Thursday, October 25, 2012

"What if you're hit by a bus?"

In this age discrimination case, the incoming CEO spoke to the plaintiff about his plans for the company. The CEO, Scott State, said to plaintiff, "Burt, you're 71 years of age, how long do you expect to work? What if you're hit by a bus, and we have to plan for the future." Six weeks later, plaintiff was fired as defendant's chairman. Your instincts would say that plaintiff has a great case. He doesn't.

The case is Fried v. LVI Services, Inc., a summary order decided on October 15. The "hit by a bus" comment is indeed evidence of age discrimination. That's not enough to win the case, though. Under Supreme Court precedent (Gross v. FBL Financial Services, 557 U.S. 167 [2009]), the plaintiff has to show that "but for" defendant's age bias, he would not have been terminated. This is unlike the standard governing Title VII discrimination cases, which requires only that the age or race be a motivating factor in the decision to fire the plaintiff. Under the "but for" test, the plaintiff loses.

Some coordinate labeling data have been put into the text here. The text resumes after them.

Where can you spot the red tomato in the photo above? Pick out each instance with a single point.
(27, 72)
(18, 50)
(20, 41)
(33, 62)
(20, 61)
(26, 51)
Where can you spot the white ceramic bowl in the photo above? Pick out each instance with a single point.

The Court of Appeals (Raggi, Carney and Calabresi) says that "the overwhelming documentary evidence support[s] LVI's articulated non-discriminatory reason for terminating Fried: the need to ensure that CEO State would be free to manage the company as he saw fit." Moreover, the evidence shows that:

before State accepted the CEO position at LVI, Fried had provided written assurances to Board members that the new CEO would indeed be in charge of the company and that Fried would afford State “all the room he wants” to run LVI as he saw fit. Instead, the evidence shows that, almost immediately after State assumed the CEO position, Fried attempted to arrogate to himself fifteen areas of responsibility that went well beyond the most liberal construction of “strategic growth,” his designated area of responsibility as LVI Chairman. On this record, we are compelled to conclude, as the district court did, that no reasonable juror could find that LVI’s nondiscriminatory reason for terminating Fried was a pretext for age discrimination and that “but for” Fried’s age, he would not have been terminated.

Interesting side notes. First, the EEOC wrote a brief in support of plaintiff's claim. They don't do that if liability is not consistent with EEOC policy. Second, the district court thought the ageist comment was a "stray remark" without any evidentiary value. The district court reasoned:

Fried's case hinges almost exclusively on the October 19, 2010 conversation between Fried and State, when State purportedly indicated that he would be reassigning Fried's duties and stated: "Burt, you're 71 years of age, how long do you expect to work. . . . [W]hat if you get hit by a bus . . . we have to plan for the future." However,  "[s]tray remarks, even if they occurred as plaintiff claims, are not enough to satisfy the plaintiff's burden of proving pretext. Stray remarks alone do not create an issue of material fact to defeat summary judgment." In this case, the single, isolated mention of Fried's age, the only such mention in the entire record, cannot, standing alone, create an issue of material fact sufficient to defeat summary judgment. This is especially true given that State, by Fried's own admission, qualified his remark by asking "what if you get hit by a bus."

Although the Court of Appeals rules against Fried, it does find that the "hit by a bus" comment was not a stray remark because it "expressly referenced Fried's age in the context of disputing his claimed job duties." Of course, in the end it does not matter because plaintiff was unable to show that he would not have been fired but for the ageist bias.